The terms of the settlement agreement provide for $373,250 in damages to be paid to all members of the collective action, distributed pro rata based on workweeks during the three years preceding this litigation. (Doc. # 110 at 7-8). The average amount payable to each member is $1,174. (Id. at 17). Additionally, "50% of the payment to each Participating Member[] will be treated as back wages and 50% of such payment will be treated as interest, any applicable penalties, liquidated damages and other non-wage relief." (Id. at 7-8). The settlement agreement also provides for $36,750 in service awards, known as incentive or enhancement awards, to the Named Plaintiffs and the Pre-Notice Opt-In Plaintiffs. (Id. at 7).
Regarding the $373,250 in damages, courts in this District have previously found the use of such a pro rata formula fair. See Lytle v. Lowe's Home Centers, Inc., No. 8:12-cv-1848-T-33TBM, 2014 WL 12617552, at *3 (M.D. Fla. Oct. 30, 2014), report and recommendation adopted sub nom., Lytle v. Lowe's Home Centers, Inc., No. 8:12-cv-1848-T-33TBM, 2014 WL 12616124 (M.D. Fla. Nov. 7, 2014). Thus, the means of distributing these damages to Plaintiffs appear fair and reasonable.

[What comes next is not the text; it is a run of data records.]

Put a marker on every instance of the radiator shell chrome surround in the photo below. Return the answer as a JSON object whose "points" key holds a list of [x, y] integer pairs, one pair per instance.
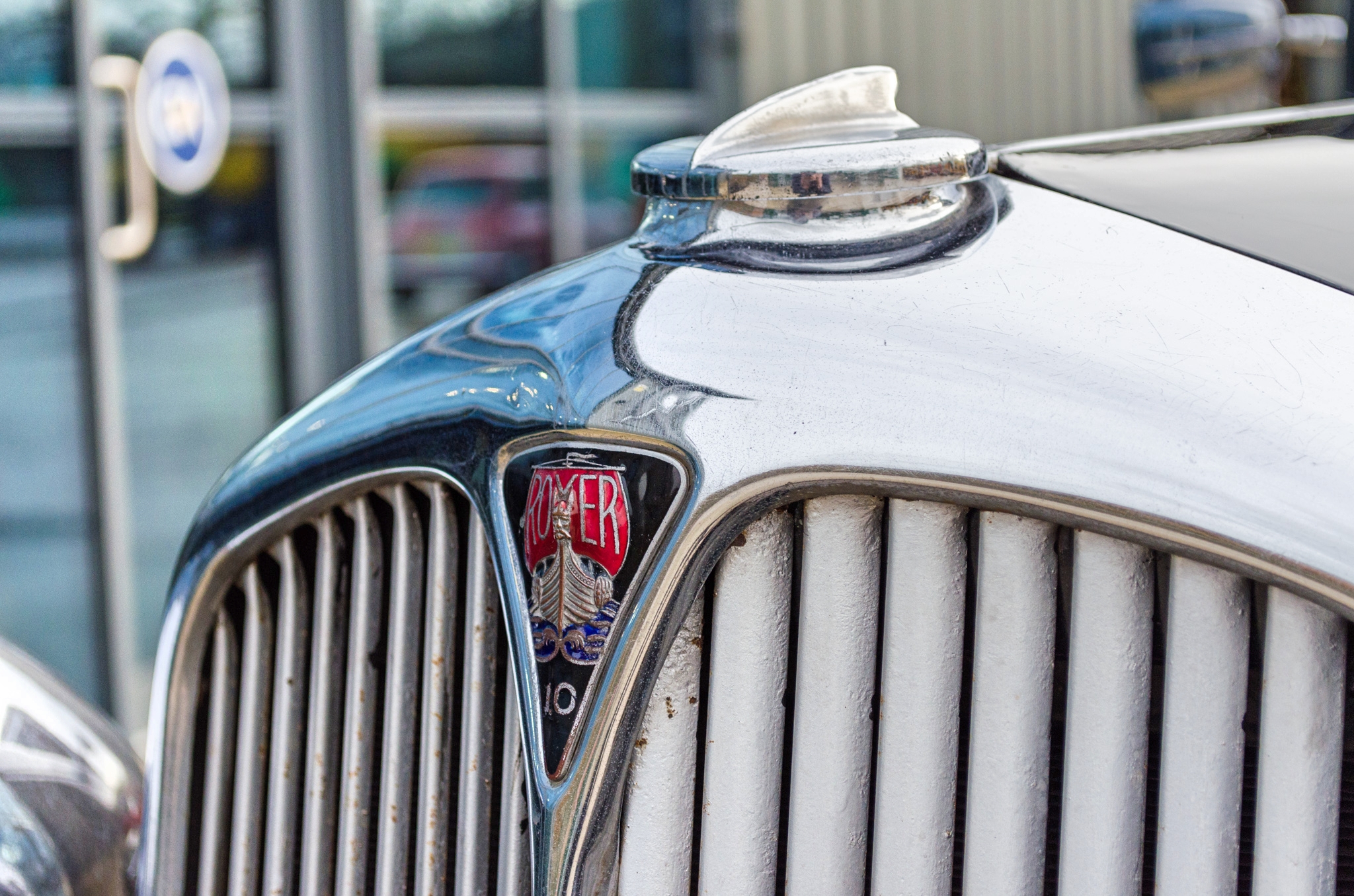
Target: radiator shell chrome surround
{"points": [[1238, 457]]}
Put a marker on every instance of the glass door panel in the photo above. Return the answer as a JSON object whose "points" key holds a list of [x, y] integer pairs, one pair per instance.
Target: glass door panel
{"points": [[201, 357], [46, 550]]}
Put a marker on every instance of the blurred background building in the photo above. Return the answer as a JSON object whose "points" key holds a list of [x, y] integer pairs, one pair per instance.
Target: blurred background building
{"points": [[391, 161]]}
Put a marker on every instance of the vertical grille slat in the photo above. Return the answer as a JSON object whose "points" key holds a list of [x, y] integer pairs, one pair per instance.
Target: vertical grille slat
{"points": [[1109, 694], [1207, 654], [219, 755], [746, 714], [251, 737], [289, 715], [439, 663], [400, 729], [324, 727], [920, 689], [850, 661], [833, 731], [351, 731], [477, 718], [360, 698], [662, 774], [1013, 683], [514, 838], [1302, 734]]}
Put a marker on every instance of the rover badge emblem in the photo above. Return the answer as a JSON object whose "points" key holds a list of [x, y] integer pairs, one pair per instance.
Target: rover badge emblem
{"points": [[586, 517]]}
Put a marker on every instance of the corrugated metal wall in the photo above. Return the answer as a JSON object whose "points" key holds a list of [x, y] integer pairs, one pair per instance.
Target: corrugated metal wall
{"points": [[1000, 69]]}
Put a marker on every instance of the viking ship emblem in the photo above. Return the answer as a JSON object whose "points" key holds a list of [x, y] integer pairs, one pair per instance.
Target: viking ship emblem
{"points": [[576, 533]]}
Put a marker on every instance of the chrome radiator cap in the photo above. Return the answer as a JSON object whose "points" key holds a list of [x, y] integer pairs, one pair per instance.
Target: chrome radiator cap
{"points": [[836, 135], [828, 176]]}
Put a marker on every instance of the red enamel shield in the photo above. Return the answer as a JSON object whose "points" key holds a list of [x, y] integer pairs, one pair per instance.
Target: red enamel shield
{"points": [[599, 515]]}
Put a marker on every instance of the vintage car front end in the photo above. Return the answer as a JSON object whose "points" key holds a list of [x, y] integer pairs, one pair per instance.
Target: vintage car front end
{"points": [[868, 521]]}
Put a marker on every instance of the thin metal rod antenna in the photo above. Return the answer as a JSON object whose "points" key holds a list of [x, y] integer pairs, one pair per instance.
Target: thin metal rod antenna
{"points": [[568, 218]]}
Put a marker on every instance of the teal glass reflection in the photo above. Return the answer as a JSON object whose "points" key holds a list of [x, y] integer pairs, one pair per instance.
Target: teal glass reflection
{"points": [[236, 29], [635, 44], [34, 44], [48, 595], [461, 42]]}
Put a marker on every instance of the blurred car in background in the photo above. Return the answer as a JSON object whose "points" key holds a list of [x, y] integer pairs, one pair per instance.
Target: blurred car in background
{"points": [[463, 222]]}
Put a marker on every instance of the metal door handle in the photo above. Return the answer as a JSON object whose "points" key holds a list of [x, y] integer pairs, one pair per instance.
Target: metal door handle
{"points": [[132, 239]]}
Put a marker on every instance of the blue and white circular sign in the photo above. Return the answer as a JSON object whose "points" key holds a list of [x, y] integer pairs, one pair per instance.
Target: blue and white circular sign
{"points": [[183, 110]]}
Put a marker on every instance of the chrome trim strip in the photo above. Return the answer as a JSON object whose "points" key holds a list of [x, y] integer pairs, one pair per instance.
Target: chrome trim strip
{"points": [[1013, 693], [286, 766], [439, 665], [921, 675], [834, 689], [661, 795], [745, 724], [328, 661], [183, 639], [1261, 118], [360, 702], [219, 759], [400, 730], [1200, 814], [251, 738], [1109, 689], [1298, 807], [477, 718]]}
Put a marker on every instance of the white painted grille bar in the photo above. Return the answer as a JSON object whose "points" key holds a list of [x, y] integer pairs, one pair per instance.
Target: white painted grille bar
{"points": [[356, 741], [998, 654]]}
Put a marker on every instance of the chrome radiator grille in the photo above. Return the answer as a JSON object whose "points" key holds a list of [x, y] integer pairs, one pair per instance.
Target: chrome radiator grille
{"points": [[352, 734], [939, 700]]}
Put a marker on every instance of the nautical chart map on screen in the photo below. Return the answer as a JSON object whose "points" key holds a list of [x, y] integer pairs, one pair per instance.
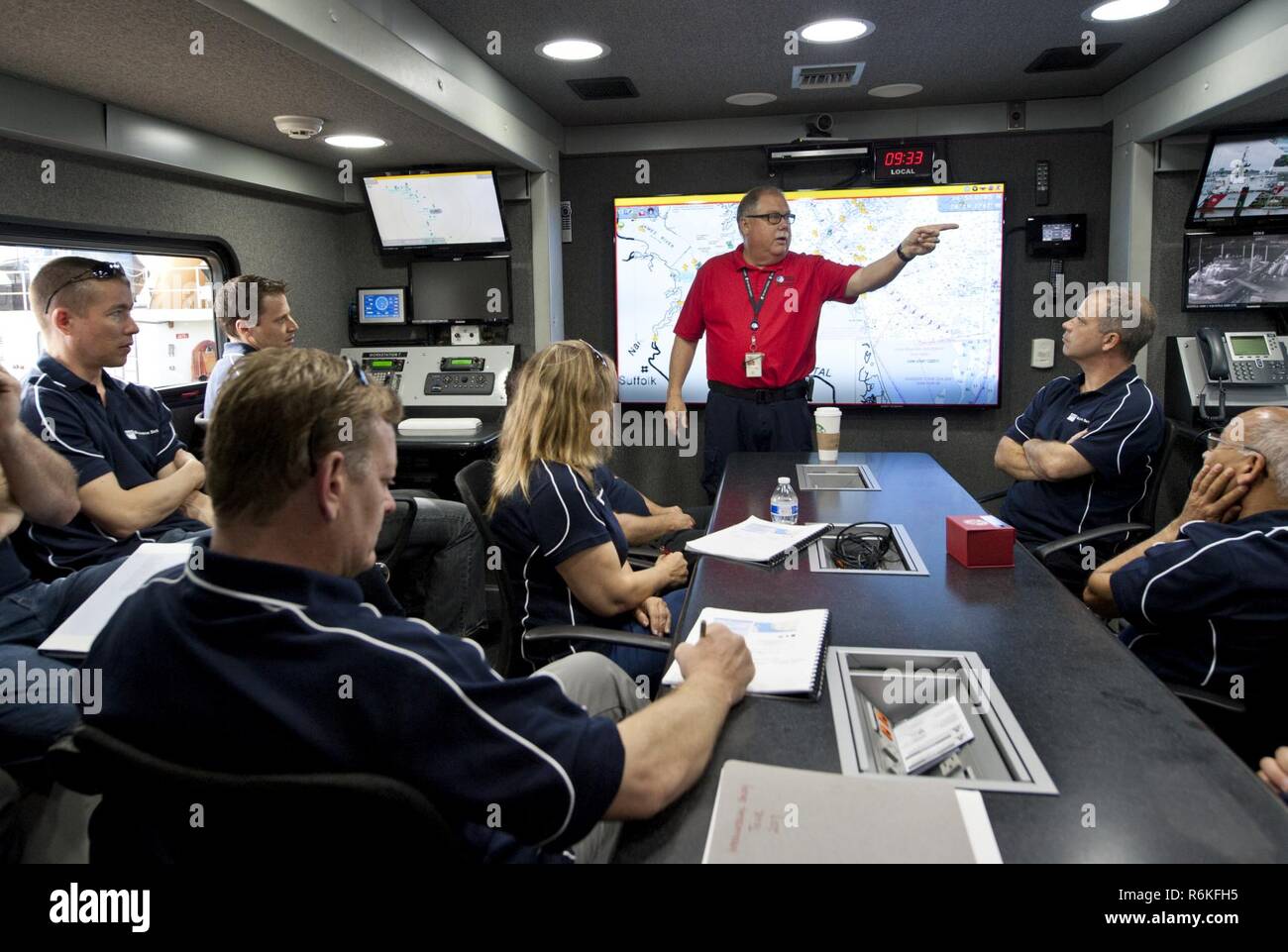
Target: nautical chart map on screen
{"points": [[930, 337]]}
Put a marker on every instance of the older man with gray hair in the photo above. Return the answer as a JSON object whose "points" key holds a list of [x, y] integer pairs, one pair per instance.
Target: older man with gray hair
{"points": [[759, 307], [1207, 598], [1085, 449]]}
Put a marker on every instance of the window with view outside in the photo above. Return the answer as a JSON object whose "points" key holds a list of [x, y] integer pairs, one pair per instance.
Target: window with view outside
{"points": [[172, 307]]}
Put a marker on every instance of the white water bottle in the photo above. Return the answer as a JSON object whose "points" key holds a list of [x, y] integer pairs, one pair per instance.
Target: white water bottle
{"points": [[782, 504]]}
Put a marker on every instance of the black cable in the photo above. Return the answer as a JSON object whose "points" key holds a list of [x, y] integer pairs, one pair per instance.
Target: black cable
{"points": [[863, 545]]}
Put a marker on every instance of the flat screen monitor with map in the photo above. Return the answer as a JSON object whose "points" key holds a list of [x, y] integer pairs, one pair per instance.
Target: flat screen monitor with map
{"points": [[437, 211], [931, 338]]}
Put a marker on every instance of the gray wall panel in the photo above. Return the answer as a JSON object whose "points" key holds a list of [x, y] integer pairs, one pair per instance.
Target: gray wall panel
{"points": [[1081, 166]]}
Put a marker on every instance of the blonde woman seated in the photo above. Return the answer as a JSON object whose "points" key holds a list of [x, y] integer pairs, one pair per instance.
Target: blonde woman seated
{"points": [[557, 532]]}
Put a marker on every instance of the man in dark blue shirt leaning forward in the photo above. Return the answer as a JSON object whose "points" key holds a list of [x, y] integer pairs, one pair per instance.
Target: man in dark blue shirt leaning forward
{"points": [[261, 656], [1085, 449], [1207, 598]]}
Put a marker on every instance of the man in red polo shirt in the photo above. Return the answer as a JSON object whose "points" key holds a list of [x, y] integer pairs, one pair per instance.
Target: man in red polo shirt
{"points": [[759, 304]]}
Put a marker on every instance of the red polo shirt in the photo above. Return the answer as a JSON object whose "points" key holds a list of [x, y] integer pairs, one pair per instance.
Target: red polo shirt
{"points": [[717, 305]]}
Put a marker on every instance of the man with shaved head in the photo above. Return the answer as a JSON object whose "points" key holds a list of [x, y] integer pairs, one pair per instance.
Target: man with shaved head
{"points": [[1207, 598]]}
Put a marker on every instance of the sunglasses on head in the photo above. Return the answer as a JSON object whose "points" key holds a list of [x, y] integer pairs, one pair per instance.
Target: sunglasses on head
{"points": [[102, 270], [603, 361]]}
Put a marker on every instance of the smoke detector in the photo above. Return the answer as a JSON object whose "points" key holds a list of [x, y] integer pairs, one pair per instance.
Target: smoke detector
{"points": [[297, 127]]}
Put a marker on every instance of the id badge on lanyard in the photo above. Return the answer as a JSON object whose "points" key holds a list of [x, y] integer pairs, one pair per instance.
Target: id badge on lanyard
{"points": [[754, 361]]}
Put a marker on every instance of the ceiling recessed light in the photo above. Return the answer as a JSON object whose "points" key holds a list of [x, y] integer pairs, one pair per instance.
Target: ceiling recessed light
{"points": [[836, 30], [572, 51], [750, 98], [355, 141], [1117, 11], [893, 90]]}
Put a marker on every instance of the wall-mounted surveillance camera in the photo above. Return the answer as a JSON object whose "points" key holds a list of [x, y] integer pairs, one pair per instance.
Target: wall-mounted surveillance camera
{"points": [[819, 125], [297, 127]]}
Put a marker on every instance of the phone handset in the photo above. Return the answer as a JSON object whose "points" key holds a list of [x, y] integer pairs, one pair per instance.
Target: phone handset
{"points": [[1216, 361]]}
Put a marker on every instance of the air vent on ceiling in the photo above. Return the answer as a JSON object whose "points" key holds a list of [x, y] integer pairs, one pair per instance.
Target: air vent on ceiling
{"points": [[604, 88], [1070, 58], [829, 76]]}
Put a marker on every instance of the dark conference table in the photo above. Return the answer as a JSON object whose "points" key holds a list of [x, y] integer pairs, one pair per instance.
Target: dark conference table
{"points": [[1164, 789]]}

However, in light of recent Eleventh Circuit precedent and a possible rehearing en banc, the Court denies approval of the requested service awards at this juncture. See Johnson v. NPAS Sols., LLC, No. 18-12344, 2020 WL 5553312, at *11 (11th Cir. Sept. 17, 2020) (prohibiting a $6,000 incentive award despite the fact that such awards are "fairly typical in class actions" (citation omitted)); see also Jairam v. Colourpop Cosmetics, LLC, No. 19-CV-62438-RAR, 2020 WL 5848620, at *3 (S.D. Fla. Oct. 1, 2020) (relying on Johnson in disapproving service awards in a TCPA class action settlement); Kuhr v. Mayo Clinic Jacksonville, No. 3:19-cv-453-J-34MCR, 2020 WL 5912350, at *8 (M.D. Fla. Oct. 6, 2020) (disallowing service awards in an FCCPA class action).
In addition to damages, Defendants have agreed to pay $350,000.00 in attorneys' fees and $35,000.00 in costs. (Doc. # 110 at 10). The parties represent that these attorneys' fees were negotiated separately and without regard to the amount to be paid to Plaintiffs for alleged FLSA violations. (Id.). Although the Court finds the attorneys' hourly rates and hours billed excessive for the region, at this juncture, the Court will not set aside this aspect of the settlement, which was agreed upon by competent, experienced counsel, and which compensates Plaintiffs in full.
Therefore, the Court finds that the settlement as to the $373,250 in damages, $350,000 in attorneys' fees, and $35,000 in costs is fair, representing a reasonable compromise of the parties' dispute. However, the Court refrains from approving the service awards at this time.
Accordingly, it is
ORDERED, ADJUDGED, and DECREED that: (1) The parties' Joint Motion for Approval of Settlement (Doc. # 110) is GRANTED in part. (2) The Court approves the award of $373,250 in damages, to be distributed pro rata, $350,000 in attorneys' fees, and $35,000 in costs. The Court denies approval of $36,750 in service awards. (3) The case is dismissed with prejudice as to the approved damages, attorneys' fees, and costs in accordance with the terms set forth in the parties' executed settlement agreement. The Court declines to retain jurisdiction to enforce the settlement agreement. (4) The Court retains jurisdiction for the limited purpose of revisiting the denial of service awards if the Eleventh Circuit holds a rehearing en banc in Johnson v. NPAS Sols., LLC. and reverses its decision. The parties may then move for reconsideration upon such a reversal.
DONE and ORDERED in Chambers, in Tampa, Florida, this 9th day of October, 2020.